Ибо, кто так ярчайше блистает – виновна.
Красота – это грех. Не спасение! Сразу
говорю: возжигаюсь сама, чтобы – в топку.
Никого не волнуют душевные язвы.
Просто к плахе – верёвку.
Мне с открытьями больно. Без них мне больнее.
Я просыпала крик. Разлила сок гранатный
в подражанья, мимезис, в покражу идеи,
в переплавку, в потраву, шестую палату.
А комета моя – лишь фальшивое солнце,
посияло и хватит! Теперь нас с тобою
через сто микроскопов и тридцать червонцев
пропускать каждый раз будут перед толпою.

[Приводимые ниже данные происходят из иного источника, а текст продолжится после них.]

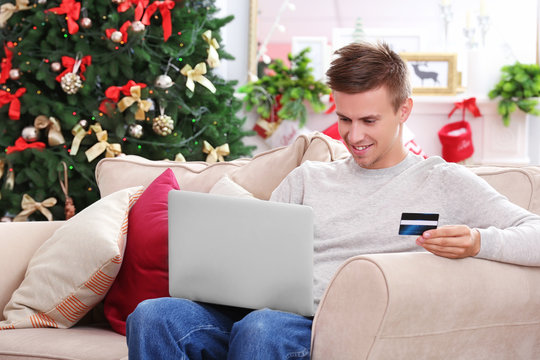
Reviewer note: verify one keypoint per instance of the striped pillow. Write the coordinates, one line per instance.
(73, 270)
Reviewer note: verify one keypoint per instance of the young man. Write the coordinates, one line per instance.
(358, 204)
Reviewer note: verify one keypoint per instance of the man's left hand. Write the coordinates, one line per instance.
(452, 241)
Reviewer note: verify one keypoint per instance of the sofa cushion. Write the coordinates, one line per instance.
(71, 272)
(520, 184)
(259, 175)
(145, 272)
(79, 342)
(18, 243)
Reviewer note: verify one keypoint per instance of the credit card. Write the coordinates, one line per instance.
(417, 223)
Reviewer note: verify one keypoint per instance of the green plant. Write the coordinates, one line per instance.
(519, 87)
(286, 89)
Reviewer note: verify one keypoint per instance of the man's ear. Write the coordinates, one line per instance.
(405, 110)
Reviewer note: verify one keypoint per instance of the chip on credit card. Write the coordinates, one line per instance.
(417, 223)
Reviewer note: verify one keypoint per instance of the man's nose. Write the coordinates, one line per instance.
(356, 132)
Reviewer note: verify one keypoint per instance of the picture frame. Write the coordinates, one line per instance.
(432, 73)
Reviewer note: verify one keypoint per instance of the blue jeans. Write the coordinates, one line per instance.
(172, 328)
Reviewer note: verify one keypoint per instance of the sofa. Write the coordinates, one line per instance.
(380, 306)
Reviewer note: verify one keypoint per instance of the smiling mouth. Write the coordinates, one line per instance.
(360, 148)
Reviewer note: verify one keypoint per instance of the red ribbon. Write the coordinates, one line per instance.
(72, 10)
(140, 5)
(332, 107)
(6, 64)
(69, 63)
(113, 94)
(21, 144)
(12, 99)
(123, 30)
(165, 8)
(467, 104)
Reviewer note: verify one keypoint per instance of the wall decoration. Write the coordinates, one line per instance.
(432, 73)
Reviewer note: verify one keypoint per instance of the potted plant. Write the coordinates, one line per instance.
(282, 93)
(518, 87)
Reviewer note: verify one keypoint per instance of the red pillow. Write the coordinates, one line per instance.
(145, 270)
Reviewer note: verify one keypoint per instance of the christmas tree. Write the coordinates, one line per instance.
(81, 80)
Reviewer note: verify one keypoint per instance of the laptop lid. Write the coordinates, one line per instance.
(241, 252)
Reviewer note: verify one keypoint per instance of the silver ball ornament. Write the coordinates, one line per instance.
(163, 125)
(136, 131)
(116, 37)
(137, 26)
(163, 82)
(30, 133)
(71, 83)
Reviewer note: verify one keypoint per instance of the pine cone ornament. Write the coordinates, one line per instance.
(163, 125)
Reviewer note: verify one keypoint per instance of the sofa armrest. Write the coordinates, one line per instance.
(418, 305)
(18, 242)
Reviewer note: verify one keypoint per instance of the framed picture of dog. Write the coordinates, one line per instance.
(432, 73)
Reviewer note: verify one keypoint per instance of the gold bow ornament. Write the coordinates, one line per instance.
(7, 10)
(197, 75)
(78, 133)
(213, 45)
(55, 132)
(217, 154)
(29, 206)
(111, 150)
(143, 105)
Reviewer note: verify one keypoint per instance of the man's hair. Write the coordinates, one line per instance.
(363, 66)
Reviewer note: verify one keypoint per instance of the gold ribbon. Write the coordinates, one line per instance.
(79, 133)
(10, 178)
(268, 127)
(30, 206)
(197, 75)
(55, 132)
(127, 101)
(7, 10)
(213, 56)
(216, 154)
(180, 158)
(111, 150)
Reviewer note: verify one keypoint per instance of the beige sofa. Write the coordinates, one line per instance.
(386, 306)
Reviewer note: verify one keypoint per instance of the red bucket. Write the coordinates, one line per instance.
(456, 140)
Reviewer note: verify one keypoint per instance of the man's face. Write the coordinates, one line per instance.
(370, 127)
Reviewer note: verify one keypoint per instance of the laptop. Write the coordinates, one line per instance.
(241, 252)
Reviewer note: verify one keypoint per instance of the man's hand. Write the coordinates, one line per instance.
(452, 241)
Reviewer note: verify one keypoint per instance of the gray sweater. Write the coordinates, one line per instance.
(358, 211)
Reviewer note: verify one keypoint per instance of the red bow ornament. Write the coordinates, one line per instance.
(69, 64)
(165, 8)
(6, 63)
(140, 5)
(21, 145)
(112, 94)
(123, 30)
(12, 99)
(72, 10)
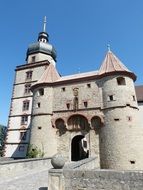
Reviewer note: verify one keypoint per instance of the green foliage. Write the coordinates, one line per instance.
(34, 152)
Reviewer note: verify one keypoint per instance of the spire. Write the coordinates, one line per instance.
(108, 46)
(44, 26)
(112, 65)
(49, 76)
(43, 36)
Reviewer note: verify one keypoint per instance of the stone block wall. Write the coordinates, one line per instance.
(103, 180)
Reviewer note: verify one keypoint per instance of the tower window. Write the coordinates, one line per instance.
(121, 81)
(29, 75)
(33, 59)
(85, 104)
(129, 118)
(38, 105)
(89, 85)
(25, 105)
(27, 88)
(134, 99)
(23, 135)
(63, 89)
(111, 98)
(21, 148)
(68, 106)
(41, 92)
(132, 162)
(116, 119)
(24, 119)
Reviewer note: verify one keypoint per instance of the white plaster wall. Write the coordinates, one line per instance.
(40, 57)
(92, 95)
(140, 105)
(37, 73)
(46, 101)
(44, 138)
(17, 106)
(123, 94)
(15, 122)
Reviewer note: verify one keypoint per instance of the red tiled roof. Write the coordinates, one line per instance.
(112, 64)
(49, 76)
(139, 93)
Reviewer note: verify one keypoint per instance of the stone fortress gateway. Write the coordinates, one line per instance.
(83, 115)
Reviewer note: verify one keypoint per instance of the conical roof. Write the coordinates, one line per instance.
(49, 76)
(112, 64)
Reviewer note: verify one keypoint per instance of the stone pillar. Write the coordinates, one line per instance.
(56, 179)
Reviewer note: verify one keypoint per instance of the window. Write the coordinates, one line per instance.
(85, 104)
(29, 75)
(129, 118)
(24, 119)
(41, 92)
(33, 59)
(132, 162)
(27, 88)
(23, 136)
(68, 106)
(121, 81)
(116, 119)
(38, 105)
(89, 85)
(63, 89)
(111, 98)
(21, 148)
(25, 105)
(134, 99)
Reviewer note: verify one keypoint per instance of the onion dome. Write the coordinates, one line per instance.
(42, 45)
(112, 65)
(49, 76)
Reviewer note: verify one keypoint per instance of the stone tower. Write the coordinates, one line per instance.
(39, 55)
(121, 138)
(42, 134)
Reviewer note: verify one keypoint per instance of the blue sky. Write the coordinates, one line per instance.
(79, 30)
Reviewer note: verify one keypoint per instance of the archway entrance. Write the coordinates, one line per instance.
(79, 148)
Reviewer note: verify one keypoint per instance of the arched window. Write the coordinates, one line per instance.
(60, 125)
(96, 123)
(77, 122)
(121, 81)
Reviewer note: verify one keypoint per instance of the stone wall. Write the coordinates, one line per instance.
(103, 179)
(21, 167)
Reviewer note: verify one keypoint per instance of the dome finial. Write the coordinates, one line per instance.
(44, 26)
(109, 49)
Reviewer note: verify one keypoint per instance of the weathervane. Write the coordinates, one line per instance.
(45, 22)
(108, 46)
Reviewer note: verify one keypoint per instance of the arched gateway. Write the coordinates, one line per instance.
(79, 148)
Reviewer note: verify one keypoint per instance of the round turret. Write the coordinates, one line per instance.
(121, 136)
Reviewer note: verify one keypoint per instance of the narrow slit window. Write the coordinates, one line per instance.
(111, 98)
(68, 106)
(24, 120)
(134, 99)
(38, 105)
(41, 92)
(121, 81)
(85, 104)
(129, 118)
(116, 119)
(63, 89)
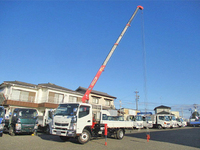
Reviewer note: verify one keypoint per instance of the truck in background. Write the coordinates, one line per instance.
(137, 121)
(45, 120)
(161, 121)
(2, 120)
(23, 120)
(147, 121)
(181, 122)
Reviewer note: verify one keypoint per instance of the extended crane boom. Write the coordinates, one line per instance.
(86, 95)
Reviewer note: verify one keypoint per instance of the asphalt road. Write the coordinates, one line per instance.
(187, 138)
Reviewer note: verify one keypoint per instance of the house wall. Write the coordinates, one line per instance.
(162, 109)
(101, 100)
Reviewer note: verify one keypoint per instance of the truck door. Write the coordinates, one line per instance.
(84, 118)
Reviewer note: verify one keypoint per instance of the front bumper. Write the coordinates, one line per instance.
(68, 133)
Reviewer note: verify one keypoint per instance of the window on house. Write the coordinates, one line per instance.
(108, 103)
(95, 100)
(72, 99)
(55, 98)
(24, 96)
(84, 111)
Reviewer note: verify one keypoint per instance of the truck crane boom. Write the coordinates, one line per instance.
(85, 98)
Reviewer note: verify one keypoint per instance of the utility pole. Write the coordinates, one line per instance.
(137, 99)
(120, 106)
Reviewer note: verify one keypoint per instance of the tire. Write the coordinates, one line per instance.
(120, 134)
(64, 138)
(159, 126)
(11, 131)
(84, 137)
(47, 129)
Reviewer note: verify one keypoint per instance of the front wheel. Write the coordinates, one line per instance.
(11, 131)
(159, 127)
(84, 137)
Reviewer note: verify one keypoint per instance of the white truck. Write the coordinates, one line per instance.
(137, 121)
(45, 119)
(161, 121)
(147, 121)
(174, 122)
(80, 120)
(76, 120)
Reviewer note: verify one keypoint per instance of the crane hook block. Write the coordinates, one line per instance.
(140, 7)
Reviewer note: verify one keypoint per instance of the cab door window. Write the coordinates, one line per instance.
(83, 111)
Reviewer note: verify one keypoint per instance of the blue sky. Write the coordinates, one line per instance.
(65, 42)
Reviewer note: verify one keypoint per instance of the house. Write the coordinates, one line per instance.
(99, 98)
(41, 96)
(162, 110)
(46, 95)
(127, 112)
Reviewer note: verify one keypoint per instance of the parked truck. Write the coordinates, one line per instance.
(147, 121)
(45, 119)
(161, 121)
(137, 121)
(23, 120)
(81, 120)
(174, 122)
(2, 120)
(76, 120)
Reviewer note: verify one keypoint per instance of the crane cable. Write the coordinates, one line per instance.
(145, 70)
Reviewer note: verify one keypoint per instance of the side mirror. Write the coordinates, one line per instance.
(74, 110)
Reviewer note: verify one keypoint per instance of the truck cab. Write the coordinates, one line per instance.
(147, 122)
(23, 120)
(2, 120)
(174, 123)
(137, 121)
(161, 121)
(72, 120)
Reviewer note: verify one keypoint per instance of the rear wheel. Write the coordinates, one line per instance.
(84, 137)
(159, 126)
(120, 134)
(47, 129)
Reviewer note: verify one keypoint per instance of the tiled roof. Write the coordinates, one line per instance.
(164, 112)
(51, 85)
(83, 90)
(20, 83)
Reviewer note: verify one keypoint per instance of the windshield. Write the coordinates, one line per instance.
(148, 118)
(27, 113)
(173, 118)
(139, 118)
(66, 109)
(1, 112)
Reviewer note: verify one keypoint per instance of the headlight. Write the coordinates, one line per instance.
(18, 120)
(72, 126)
(74, 119)
(18, 126)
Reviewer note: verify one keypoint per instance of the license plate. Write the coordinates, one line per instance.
(58, 132)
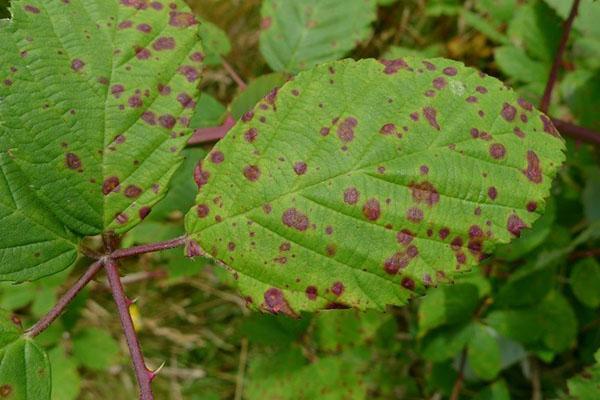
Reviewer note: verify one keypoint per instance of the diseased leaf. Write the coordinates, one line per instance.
(284, 376)
(215, 41)
(96, 100)
(256, 90)
(360, 184)
(33, 243)
(297, 35)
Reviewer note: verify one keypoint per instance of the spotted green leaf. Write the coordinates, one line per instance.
(300, 34)
(360, 184)
(33, 242)
(24, 367)
(95, 100)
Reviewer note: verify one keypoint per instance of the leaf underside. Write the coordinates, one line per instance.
(359, 184)
(300, 34)
(95, 101)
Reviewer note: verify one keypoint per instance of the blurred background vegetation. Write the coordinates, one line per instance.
(526, 324)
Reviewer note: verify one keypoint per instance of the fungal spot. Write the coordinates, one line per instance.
(300, 168)
(525, 104)
(439, 83)
(144, 212)
(497, 151)
(182, 19)
(164, 43)
(408, 283)
(330, 250)
(519, 132)
(388, 129)
(252, 172)
(430, 114)
(110, 184)
(311, 292)
(77, 65)
(295, 219)
(392, 66)
(531, 206)
(202, 210)
(549, 126)
(515, 225)
(424, 192)
(533, 172)
(508, 112)
(371, 210)
(217, 157)
(200, 175)
(346, 129)
(72, 161)
(450, 71)
(414, 214)
(250, 135)
(337, 288)
(167, 121)
(351, 195)
(444, 232)
(121, 218)
(132, 191)
(405, 237)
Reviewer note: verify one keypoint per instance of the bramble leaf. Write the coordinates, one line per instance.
(359, 184)
(96, 98)
(300, 34)
(33, 242)
(24, 367)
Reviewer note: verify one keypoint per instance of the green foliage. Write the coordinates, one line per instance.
(296, 203)
(297, 35)
(106, 143)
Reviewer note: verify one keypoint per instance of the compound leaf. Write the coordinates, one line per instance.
(96, 98)
(34, 243)
(300, 34)
(360, 184)
(24, 367)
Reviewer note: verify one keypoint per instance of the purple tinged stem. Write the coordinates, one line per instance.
(143, 375)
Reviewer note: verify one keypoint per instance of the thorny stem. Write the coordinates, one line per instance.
(64, 301)
(212, 134)
(148, 248)
(577, 132)
(545, 103)
(144, 376)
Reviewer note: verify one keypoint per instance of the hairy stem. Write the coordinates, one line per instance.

Проверять будут: нет ли в нас примесей чьих-то!
А Святые отцы будут тыкать перстами.
Мы с тобой – преступленье. И, крадучись, тихо
во сияющий эллипс. А что же вы сами
в Пастернаке увязли, что клюква в болоте,
в Бродском, словно в крови, перепачкали руки.
Прислоните пылающий образ в полёте
прямо к телу, ко мне – прожигающей муки!
«Ни сумахи, ни разума!» – скажут Святые
и уйдут, оставляя мне запах лаванды,
троекратно крестясь.
Я свои запятые,
как заклятья затем загонять буду в гланды.
Закрепляя сквозь горло столетья иные,
Валаамским певцам наслоившись на ноты.